Atemschutz

Der Bereich Atemschutz ist ein sehr umfangreiches Gebiet, das besonderen gesetzlichen Vorschriften unterliegt. Die Bedeutung dieser gesetzlichen Vorschriften wird uns täglich nach jedem Einsatz bewusst. Denn nur einwandfrei funktionierende Atemschutzgeräte schützen die Einsatzkräfte vor Brandrauch oder anderen schädigenden und giftigen Stoffen.

Die in der Atemschutz-Werkstatt eingesetzten Atemschutzgerätewarte sind für die Instandhaltung der Atemschutzgeräte der Feuerwehr verantwortlich. Die Atemschutzgerätewarte reinigen und desinfizieren die Atemschutzmasken und -geräte.

Die Freiwillige Feuerwehr Haßfurt besitzt zurzeit 43 Atemschutzgeräte und 77Atemschutzmasken. Als Standardgeräte kommen in Zukunft zwei Typen von Atemschutzgeräten zum Einsatz:

• Atemschutzgeräte mit einer Pressluftflasche, Einsatzzeit von etwa 30 Minuten
• Atemschutzgeräte mit zwei Pressluftflaschen, Einsatzzeit von etwa 60 Minuten (Langzeitatmer)

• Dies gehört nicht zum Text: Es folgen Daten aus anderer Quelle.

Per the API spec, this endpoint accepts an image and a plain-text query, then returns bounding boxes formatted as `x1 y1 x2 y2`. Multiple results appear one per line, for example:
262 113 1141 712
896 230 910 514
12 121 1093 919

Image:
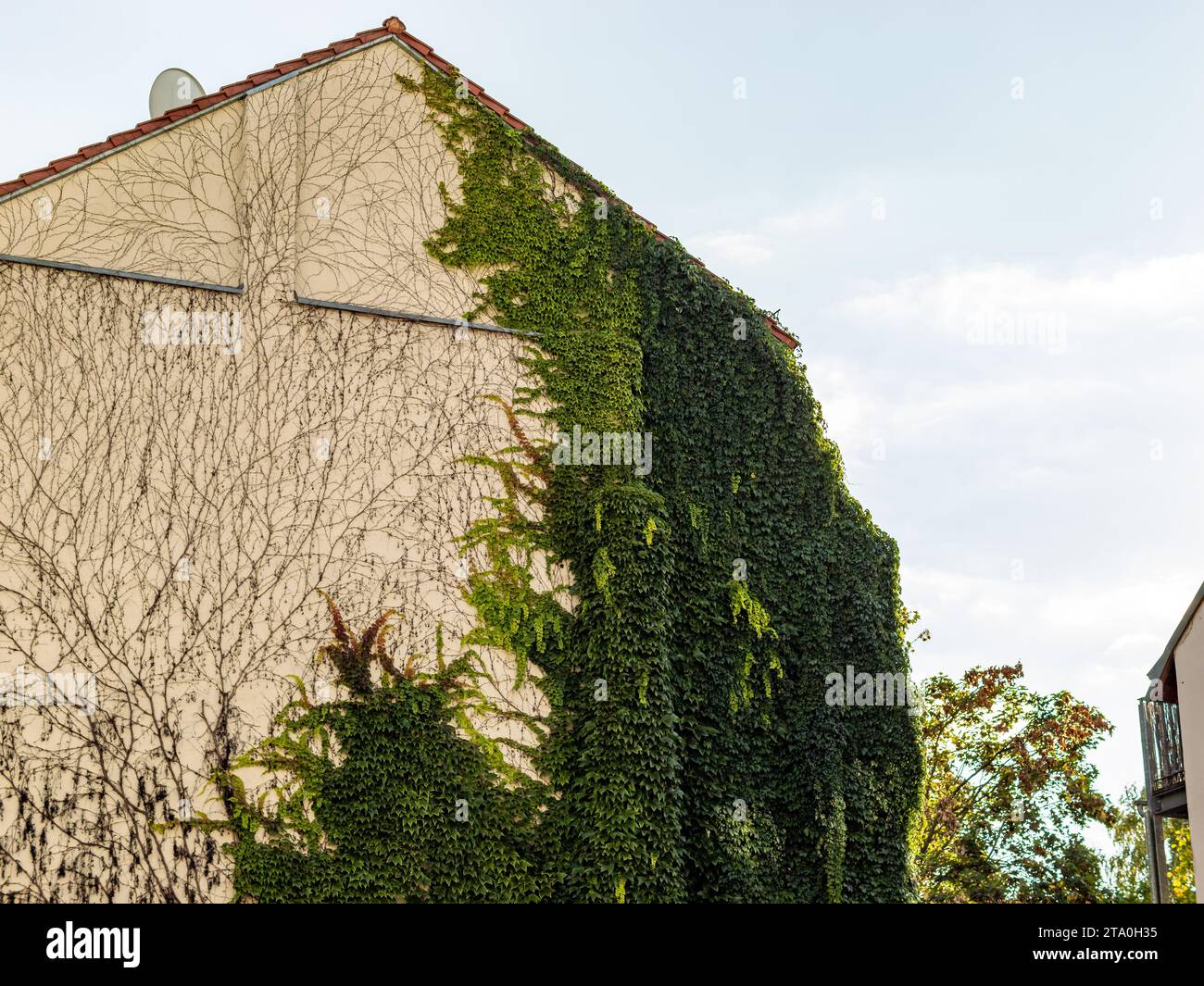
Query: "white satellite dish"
151 69 205 119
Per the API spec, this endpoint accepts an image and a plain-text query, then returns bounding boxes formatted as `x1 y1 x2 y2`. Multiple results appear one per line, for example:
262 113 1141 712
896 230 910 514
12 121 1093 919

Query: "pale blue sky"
0 0 1204 808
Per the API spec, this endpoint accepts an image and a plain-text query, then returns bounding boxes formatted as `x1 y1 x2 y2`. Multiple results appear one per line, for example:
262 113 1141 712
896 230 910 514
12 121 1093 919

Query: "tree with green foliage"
1105 784 1196 905
912 664 1115 903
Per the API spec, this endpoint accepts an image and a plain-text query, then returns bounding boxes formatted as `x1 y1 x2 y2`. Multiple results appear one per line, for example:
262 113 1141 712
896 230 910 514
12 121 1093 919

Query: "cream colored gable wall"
290 41 477 318
0 43 541 901
0 103 244 286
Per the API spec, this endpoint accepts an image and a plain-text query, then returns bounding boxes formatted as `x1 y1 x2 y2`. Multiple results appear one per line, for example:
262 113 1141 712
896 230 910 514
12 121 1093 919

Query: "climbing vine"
223 69 920 903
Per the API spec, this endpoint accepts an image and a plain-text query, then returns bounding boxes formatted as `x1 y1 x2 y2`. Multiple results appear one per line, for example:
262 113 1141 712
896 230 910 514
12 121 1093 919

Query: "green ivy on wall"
211 69 922 902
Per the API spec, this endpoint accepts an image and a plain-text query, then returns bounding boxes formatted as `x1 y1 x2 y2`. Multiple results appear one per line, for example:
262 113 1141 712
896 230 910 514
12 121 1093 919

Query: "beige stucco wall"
0 103 244 286
1175 606 1204 901
0 36 551 901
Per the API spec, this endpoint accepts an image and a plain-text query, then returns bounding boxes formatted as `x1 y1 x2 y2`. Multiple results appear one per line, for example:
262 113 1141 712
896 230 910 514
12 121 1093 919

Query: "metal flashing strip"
0 253 244 295
296 295 530 337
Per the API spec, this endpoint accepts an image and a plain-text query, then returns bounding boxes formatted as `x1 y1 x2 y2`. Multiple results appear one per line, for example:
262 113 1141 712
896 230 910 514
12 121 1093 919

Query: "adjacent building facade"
1138 585 1204 903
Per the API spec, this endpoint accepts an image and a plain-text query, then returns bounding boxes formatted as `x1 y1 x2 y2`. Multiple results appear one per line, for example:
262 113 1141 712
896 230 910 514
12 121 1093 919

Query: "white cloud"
834 253 1204 338
690 230 773 268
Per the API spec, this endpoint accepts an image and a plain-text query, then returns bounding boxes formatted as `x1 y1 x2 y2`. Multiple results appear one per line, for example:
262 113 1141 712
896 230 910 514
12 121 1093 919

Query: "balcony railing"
1138 698 1184 794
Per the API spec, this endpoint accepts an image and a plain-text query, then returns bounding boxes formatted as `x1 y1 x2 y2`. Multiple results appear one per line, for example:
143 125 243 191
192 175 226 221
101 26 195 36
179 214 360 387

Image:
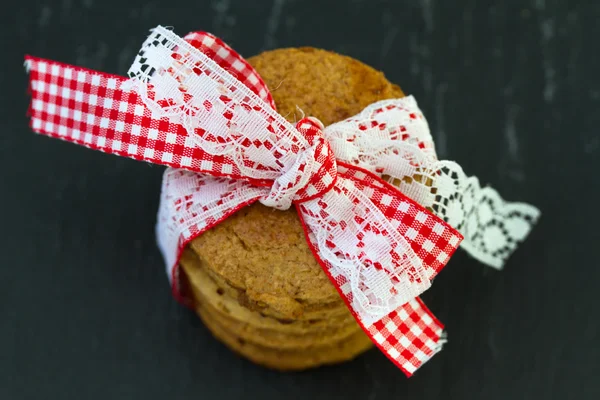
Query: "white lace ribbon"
324 96 540 269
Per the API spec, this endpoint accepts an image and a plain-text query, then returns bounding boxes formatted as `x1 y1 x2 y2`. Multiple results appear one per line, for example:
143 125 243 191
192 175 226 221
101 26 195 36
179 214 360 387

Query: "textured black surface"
0 0 600 400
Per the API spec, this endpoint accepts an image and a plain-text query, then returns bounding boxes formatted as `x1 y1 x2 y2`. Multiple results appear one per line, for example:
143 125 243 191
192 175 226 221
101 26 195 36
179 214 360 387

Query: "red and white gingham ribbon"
26 27 478 376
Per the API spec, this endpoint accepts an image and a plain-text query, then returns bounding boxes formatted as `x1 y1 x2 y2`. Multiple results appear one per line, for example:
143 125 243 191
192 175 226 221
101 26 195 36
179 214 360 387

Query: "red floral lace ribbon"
26 27 462 376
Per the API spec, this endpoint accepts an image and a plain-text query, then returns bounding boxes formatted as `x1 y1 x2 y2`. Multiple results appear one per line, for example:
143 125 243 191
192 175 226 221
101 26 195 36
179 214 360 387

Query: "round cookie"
182 48 404 370
181 248 362 349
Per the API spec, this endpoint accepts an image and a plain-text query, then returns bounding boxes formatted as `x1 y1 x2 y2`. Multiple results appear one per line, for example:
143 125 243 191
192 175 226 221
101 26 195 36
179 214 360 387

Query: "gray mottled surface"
0 0 600 400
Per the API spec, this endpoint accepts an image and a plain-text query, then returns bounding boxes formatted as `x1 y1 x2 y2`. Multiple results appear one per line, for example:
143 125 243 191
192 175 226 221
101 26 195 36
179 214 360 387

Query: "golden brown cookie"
181 48 404 370
196 298 372 371
181 251 362 349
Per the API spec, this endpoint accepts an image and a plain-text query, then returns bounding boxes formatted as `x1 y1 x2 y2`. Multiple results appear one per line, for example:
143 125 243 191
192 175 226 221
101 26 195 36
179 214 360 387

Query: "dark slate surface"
0 0 600 400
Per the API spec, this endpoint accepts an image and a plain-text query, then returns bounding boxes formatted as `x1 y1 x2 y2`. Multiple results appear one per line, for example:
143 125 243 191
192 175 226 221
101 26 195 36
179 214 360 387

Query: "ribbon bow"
26 27 538 376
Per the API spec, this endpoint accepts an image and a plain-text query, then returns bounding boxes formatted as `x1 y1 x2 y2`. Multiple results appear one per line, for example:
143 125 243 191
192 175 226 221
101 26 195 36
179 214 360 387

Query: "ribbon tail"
296 163 462 376
156 168 265 300
363 297 446 377
25 56 193 169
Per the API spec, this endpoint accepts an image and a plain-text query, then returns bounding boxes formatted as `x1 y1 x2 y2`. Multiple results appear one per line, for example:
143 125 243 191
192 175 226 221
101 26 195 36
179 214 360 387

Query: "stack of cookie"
180 48 403 370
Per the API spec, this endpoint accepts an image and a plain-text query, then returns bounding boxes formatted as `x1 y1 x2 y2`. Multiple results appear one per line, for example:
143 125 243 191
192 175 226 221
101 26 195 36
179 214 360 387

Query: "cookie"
181 48 404 370
181 248 362 349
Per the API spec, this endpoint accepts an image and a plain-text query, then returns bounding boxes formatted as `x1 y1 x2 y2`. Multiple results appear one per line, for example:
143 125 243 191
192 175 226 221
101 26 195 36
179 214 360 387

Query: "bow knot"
259 117 337 210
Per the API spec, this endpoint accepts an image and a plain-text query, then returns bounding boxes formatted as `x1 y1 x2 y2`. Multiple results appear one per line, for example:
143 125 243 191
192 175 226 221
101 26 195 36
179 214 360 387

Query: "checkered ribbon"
26 27 540 376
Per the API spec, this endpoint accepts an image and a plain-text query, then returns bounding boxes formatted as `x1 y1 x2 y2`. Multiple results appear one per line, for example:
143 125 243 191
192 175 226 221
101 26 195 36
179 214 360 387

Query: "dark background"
0 0 600 400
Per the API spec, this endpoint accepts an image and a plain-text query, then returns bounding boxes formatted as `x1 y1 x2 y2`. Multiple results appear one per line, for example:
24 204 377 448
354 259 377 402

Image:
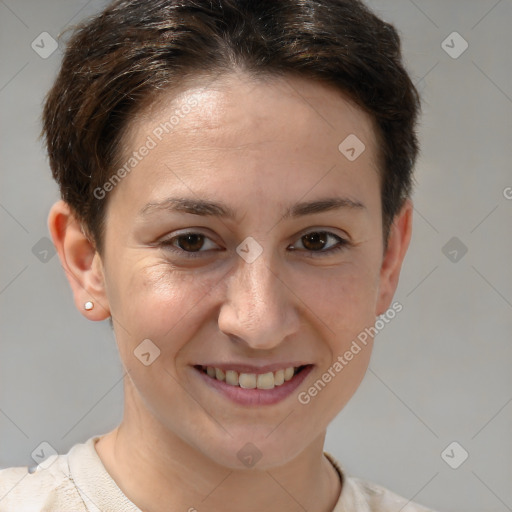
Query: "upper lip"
195 361 311 375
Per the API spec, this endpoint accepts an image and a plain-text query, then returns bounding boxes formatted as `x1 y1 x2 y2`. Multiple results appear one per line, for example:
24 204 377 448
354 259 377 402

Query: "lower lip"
193 365 313 406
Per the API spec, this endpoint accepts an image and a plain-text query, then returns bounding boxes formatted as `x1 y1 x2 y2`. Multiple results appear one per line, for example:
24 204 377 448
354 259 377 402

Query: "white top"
0 436 434 512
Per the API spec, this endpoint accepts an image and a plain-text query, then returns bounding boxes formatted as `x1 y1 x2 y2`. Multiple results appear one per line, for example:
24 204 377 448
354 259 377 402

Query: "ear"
48 200 110 320
375 199 413 316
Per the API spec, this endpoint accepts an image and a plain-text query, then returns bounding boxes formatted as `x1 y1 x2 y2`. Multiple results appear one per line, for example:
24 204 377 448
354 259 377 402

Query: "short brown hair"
42 0 420 254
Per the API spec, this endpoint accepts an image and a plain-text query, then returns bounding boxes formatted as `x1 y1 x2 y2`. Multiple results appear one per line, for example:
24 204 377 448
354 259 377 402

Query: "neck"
96 382 341 512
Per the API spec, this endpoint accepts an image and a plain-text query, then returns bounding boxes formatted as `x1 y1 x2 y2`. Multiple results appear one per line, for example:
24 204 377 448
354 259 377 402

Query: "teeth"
203 366 297 389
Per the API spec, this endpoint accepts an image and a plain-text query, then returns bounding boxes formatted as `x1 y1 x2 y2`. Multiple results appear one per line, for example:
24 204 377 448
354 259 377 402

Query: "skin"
48 72 412 512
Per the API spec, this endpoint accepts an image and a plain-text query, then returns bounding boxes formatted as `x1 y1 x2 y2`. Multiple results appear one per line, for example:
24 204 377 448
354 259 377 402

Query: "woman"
0 0 436 512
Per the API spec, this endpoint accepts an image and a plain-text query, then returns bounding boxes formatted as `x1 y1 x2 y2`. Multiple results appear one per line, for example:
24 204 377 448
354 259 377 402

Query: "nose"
218 251 300 350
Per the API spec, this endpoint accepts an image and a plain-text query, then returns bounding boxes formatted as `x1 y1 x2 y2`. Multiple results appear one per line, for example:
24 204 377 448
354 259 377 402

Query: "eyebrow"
139 197 366 220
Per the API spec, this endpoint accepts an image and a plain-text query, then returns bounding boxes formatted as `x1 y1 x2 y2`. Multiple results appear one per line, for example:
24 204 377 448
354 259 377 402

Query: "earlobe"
375 199 413 316
48 200 110 320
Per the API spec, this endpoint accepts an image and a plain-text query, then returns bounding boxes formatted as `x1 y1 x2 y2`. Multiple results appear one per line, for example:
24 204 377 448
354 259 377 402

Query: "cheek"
296 260 377 339
109 258 221 352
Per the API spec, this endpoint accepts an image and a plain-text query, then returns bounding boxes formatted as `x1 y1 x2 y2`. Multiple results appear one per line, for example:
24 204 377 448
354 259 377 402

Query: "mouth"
193 364 314 406
194 365 312 389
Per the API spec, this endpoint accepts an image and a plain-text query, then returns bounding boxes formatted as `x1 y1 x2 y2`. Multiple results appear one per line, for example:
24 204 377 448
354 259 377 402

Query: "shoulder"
0 454 87 512
324 452 436 512
347 477 435 512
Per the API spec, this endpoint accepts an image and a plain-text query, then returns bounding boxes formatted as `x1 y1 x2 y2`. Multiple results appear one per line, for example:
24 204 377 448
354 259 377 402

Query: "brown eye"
302 232 327 251
292 231 350 257
159 232 219 258
175 233 204 252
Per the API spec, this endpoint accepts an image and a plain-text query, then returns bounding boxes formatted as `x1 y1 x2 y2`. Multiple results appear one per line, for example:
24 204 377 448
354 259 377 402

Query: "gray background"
0 0 512 512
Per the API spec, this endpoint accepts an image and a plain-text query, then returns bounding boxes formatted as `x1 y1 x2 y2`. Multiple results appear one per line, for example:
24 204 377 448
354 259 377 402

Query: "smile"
201 366 304 389
193 364 314 406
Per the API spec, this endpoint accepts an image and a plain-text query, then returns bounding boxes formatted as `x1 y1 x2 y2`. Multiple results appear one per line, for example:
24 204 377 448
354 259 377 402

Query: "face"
91 71 404 468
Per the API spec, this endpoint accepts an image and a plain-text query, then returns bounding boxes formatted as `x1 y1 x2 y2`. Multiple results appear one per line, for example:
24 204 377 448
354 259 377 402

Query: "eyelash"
159 231 350 258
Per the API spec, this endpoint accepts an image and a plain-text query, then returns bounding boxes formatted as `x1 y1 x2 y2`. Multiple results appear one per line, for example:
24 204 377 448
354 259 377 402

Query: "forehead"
123 72 377 166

In naher Zukunft soll auch eine Prüfung der Funktionsfähigkeit nach Geräteherstellerangaben mit einem eigenen Prüfstand durchgeführt werden. Dieses Verfahren entspricht dann den vfdb-Richtlinien 08/04 und der BGR 190 (vfdb = Vereinigung zur Förderung des Brandschutzes, BGR = Richtlinien der Berufsgenossenschaften). Diese Prüfung wird momentan noch im Atemschutzzentrum des Landkreises durchgeführt.

 

Ausbildung

Alle Einsatzkräfte werden in einem Lehrgang nach der FwDV 7 Atemschutz und der BGR 190 Benutzung von Atemschutzgeräten zu Atemschutzgeräteträgern ausgebildet (FwDV = Feuerwehr-Dienstvorschrift).

Des Weiteren werden Fortbildung nach FwDV 7 und BGR 190 durchgeführt:

• Filterträger (Atemschutzmaske mit Atemfilter)
Atemschutzgeräteträger (Atemschutzmaske mit Atemschutzgerät)
CSA-Träger (CSA mit Atemschutzgerät)
• Atemschutztrainings wie Sicherheitstrupp, Suchtaktiken usw.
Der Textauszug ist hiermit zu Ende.